Wednesday, December 15, 2010

i am more than my laugh, a 40 and a blunt!

I really need to start making some changes....I can only be me, i dont know how to be anyone else. But something somebody said hit me hard. He may not have even said it to hurt me or demean me, but thats how I took it. i asked, "why is it that I cant find anyone who wants to be in a serious relationship with me?" his answer was that i give off a "party girl vibe" like if you want to have fun, call Chan. You want to drink, smoke, laugh, have a good time, call Chan. And for some odd reason, I always thought that was a good thing. Like, nobody wants to hang around a boring person all day right? And it helps in my job, im an outgoing person. for the majority of my life i have been this way. I dont know how to be different.

Maybe it started when I was young and was teased all the time for being ugly and fat.
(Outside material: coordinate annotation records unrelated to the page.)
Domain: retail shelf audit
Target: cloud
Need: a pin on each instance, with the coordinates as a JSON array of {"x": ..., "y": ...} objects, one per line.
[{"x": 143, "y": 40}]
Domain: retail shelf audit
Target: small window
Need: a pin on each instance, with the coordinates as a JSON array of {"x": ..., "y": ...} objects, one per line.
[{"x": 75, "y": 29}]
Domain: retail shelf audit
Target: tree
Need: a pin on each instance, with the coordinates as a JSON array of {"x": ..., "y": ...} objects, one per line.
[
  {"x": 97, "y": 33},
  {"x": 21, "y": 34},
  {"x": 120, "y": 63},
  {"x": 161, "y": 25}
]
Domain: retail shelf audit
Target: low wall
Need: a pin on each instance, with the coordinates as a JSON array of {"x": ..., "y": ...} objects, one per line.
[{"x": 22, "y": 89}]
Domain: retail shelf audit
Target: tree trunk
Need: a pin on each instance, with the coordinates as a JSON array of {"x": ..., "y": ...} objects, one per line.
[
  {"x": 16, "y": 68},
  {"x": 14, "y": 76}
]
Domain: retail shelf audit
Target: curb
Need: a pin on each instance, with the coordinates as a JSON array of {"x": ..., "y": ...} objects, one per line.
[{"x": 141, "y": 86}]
No boys would date me, so i ended up being the chick that they partied with. hung out with. told me all the problems of their girlfriends. never "the one" just "the one to party with". And i always was fine with it, so i thought. I never thought that being told I like to party would effect me so negatively.

Now im not saying that im gonna stop partying! lol far from it. Thats who I am. but damn, can a sista get some love too?? no matter how much i think like a dude, or talk like a dude, or party like one, im still a lil fat ugly girl at heart, looking for someone to fall head over heels in love with me....im just a girl!